Windows manages this through Access Tokens which are used to identify the security context of a process/thread and a user. Access Tokens take two main forms: a Primary access token and a Impersonation access token. The Access Token additionally has two important features which are integral to security validation: SIDs (Security Identifiers) and a Privilege Array which contains the privileges allowed for that object.
The token type can be found within a enumeration called TOKEN_TYPE.
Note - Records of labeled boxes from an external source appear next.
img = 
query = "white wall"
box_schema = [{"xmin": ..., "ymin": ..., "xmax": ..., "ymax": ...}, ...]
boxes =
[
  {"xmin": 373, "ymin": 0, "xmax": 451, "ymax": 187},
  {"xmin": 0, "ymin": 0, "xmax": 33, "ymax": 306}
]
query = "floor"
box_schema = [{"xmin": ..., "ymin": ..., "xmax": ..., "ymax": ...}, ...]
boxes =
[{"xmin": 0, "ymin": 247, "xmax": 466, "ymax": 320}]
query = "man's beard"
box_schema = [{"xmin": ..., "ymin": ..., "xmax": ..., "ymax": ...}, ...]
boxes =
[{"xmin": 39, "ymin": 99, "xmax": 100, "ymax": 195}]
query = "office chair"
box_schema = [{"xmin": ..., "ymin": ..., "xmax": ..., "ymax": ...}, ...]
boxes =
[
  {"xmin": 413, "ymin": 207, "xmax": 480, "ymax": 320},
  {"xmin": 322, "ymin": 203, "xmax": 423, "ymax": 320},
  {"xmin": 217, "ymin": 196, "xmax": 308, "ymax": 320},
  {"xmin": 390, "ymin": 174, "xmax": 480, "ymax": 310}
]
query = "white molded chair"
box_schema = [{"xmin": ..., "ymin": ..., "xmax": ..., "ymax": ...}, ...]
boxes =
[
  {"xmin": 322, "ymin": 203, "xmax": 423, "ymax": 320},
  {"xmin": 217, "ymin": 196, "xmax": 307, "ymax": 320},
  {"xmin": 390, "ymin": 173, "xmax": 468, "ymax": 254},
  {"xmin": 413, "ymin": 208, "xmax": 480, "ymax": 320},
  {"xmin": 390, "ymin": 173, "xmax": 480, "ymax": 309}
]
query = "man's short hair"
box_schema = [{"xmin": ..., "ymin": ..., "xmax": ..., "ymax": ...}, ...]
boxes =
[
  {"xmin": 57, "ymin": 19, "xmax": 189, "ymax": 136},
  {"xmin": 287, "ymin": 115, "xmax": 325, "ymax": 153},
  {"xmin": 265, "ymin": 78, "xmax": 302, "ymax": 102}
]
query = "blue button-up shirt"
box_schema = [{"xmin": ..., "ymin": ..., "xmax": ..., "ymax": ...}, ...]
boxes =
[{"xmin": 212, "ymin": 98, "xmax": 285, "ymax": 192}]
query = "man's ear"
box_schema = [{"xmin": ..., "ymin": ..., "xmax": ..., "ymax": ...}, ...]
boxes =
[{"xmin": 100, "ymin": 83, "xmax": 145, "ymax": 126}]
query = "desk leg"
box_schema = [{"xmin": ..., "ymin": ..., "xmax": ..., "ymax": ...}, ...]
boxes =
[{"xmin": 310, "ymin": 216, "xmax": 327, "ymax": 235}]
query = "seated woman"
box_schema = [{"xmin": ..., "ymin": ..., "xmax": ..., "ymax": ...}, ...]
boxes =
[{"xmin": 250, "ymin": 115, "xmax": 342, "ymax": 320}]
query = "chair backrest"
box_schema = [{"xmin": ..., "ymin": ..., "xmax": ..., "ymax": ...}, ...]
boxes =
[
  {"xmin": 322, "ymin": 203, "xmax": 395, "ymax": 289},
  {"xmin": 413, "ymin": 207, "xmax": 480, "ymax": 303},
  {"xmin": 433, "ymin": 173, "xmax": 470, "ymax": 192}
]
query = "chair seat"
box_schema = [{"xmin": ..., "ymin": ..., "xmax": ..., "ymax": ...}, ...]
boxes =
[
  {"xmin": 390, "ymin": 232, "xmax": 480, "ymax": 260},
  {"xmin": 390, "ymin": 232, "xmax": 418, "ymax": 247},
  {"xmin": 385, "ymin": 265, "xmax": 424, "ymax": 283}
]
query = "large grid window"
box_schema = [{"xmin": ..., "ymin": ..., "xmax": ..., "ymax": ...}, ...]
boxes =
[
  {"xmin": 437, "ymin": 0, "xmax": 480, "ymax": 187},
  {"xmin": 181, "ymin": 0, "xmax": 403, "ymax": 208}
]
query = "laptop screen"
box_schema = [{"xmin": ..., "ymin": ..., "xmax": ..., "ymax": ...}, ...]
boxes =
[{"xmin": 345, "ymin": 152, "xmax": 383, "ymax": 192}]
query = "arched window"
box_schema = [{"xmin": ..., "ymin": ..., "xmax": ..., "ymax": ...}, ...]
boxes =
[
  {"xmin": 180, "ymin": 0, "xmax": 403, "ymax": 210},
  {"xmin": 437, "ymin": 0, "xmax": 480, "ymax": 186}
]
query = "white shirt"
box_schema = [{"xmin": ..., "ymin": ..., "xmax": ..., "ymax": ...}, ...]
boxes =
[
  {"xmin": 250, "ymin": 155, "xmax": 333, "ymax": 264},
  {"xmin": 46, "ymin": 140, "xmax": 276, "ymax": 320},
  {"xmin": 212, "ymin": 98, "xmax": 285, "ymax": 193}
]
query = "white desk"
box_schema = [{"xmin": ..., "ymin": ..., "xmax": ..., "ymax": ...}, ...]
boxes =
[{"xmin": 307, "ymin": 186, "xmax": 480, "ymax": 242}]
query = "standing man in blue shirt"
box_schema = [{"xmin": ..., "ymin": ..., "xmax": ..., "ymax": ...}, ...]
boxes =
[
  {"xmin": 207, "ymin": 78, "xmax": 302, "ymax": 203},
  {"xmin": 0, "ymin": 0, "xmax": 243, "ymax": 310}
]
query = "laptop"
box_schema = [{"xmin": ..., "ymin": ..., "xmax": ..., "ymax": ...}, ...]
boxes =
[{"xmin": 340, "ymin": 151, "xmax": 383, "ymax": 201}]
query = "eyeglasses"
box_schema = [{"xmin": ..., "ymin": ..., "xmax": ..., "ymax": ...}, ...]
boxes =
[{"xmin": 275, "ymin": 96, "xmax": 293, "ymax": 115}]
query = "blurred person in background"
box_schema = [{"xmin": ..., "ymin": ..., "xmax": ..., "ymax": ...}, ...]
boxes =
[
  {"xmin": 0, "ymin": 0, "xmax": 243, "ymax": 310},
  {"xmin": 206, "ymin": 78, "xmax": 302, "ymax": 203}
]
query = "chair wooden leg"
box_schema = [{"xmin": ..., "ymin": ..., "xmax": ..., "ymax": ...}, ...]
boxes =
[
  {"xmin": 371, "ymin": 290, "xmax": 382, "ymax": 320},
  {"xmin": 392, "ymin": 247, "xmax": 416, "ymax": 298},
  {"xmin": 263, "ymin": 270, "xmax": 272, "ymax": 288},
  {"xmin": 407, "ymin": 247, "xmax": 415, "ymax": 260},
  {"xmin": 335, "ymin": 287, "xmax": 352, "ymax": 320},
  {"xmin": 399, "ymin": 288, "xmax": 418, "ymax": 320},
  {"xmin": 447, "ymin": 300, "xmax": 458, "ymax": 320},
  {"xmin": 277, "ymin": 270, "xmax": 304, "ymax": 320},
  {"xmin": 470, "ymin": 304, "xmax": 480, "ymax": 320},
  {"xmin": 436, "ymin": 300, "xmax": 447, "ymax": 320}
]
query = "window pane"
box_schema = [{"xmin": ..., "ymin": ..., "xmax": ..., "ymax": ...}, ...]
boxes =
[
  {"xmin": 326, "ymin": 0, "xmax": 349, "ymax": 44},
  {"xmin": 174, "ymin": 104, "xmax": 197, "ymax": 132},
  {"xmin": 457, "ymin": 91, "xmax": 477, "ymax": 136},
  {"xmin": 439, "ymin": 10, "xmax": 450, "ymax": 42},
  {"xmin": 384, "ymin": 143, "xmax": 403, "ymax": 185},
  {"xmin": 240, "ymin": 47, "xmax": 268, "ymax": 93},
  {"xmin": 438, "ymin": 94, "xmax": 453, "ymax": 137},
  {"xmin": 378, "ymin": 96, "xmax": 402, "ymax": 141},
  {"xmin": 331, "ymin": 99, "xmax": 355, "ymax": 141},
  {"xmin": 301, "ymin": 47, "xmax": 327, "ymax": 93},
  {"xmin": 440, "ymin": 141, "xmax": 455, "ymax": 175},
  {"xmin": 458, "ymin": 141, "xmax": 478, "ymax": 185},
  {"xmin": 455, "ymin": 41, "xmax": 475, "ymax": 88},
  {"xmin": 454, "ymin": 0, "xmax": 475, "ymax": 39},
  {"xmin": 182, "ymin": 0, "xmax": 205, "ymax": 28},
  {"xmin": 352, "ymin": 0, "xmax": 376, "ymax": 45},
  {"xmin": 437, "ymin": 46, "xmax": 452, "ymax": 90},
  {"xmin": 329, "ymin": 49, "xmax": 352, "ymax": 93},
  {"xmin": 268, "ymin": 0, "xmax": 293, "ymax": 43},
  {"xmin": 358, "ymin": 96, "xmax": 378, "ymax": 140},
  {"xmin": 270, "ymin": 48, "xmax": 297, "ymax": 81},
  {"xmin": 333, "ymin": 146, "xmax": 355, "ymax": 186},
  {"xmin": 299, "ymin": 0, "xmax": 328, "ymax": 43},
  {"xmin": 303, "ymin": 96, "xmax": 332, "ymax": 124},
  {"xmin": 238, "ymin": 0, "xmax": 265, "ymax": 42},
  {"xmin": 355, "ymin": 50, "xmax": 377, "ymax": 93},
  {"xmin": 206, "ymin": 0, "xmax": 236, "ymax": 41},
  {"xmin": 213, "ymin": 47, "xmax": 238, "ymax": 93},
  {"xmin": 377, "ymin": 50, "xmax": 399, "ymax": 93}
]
The data structure can be found under the TokenType field within the _TOKEN structure. The Primary type determines the security context of the process for the currently logged on user, and the Impersonation type allows a thread to temporarily use a different security context.
The Token type can also be found using the !token extension:
We can view the Privilege Array within WinDbg, by using the !token extension with the address of the access token for a given process, the Privilege Array can be seen below:
As mentioned before, the SID is used to determine if a thread or process has access to an object, and the privilege array will determine what that process or thread is able to do with that object. For example, being able to read and write to a file object.
SIDs have a unique format, and each segment will provide some useful identity information. Each SID will be stored with a _SID data structure as shown below:
These fields can be found within a SID, for which I will demonstrate in a moment. Each SID will have a S prefix. If you know the address of a SID, then you can use the !sid extension to translate the address into the appropriate SID.
The three numbers in yellow, and in preceding in chronological order, represent the use of the SID, the revision number and identifier authority. The blue represents the sub-authorities and the green represents the RID or relative identifier.
The SID use can be found within an enumeration called SID_NAME_USE. The 1 indicates that this is a User SID.
The sub-authorities belong to the identifier authority, and used for more unique identification. The identifier authority or issuing authority tends to be Windows.
The relative identifier is used to identify the SID in relation to the issuing authority. Each unique user or group will start at 1000, and for each new user or group, then this number be incremented by 1, therefore there is at least two users on this system. Administrators are typically given 500 and Guest accounts are given 501.
Primary and Impersonation Tokens have two subtypes: Restricted Tokens and Filtered Admin Token. A Restricted Token is derived from another access token with the following limitations:
- Privileges can be removed from the privilege array.
- The SIDs in the token can have their access altered.
There is also a Filtered Admin Token which alters access rights, sets the integrity level to medium and most of the privileges are removed from the privilege array.
I will conclude this article by describing some of the more interesting and helpful fields within the _TOKEN data structure.
TokenSource – The _TOKEN_SOURCE structure provides a information pretaining to the soruce of the access token. This can be the RPC server, Session Manager or LAN Manager.
TokenID, ParentTokenID and AuthenticationId – The Locally Unique Identifier (_LUID) is used to uniquely identify a access token from the many other potiental access tokens being used on the system. See the _TOKEN_CONTROL data structure for more information.
Privileges – The _SEP_TOKEN_PRIVILEGES structure contains the array of privileges related to the access token.
TokenType – The _TOKEN_TYPE shows if the access token is a primary or impersonation token.
ImpersonationLevel – The _SECURITY_IMPERSONATION_LEVEL is an enumeration of impersonation levels for the impersonation token. There is four different impersonation levels.
TokenFlags – This field contains any flags which have been set for the access token.
TokenInUse – Shows if the access token is currently being used.
SidHash, RestrictedSidHash – These two hashes for the SID have been added to prevent token stealing. These hashes are checked each time the token is used.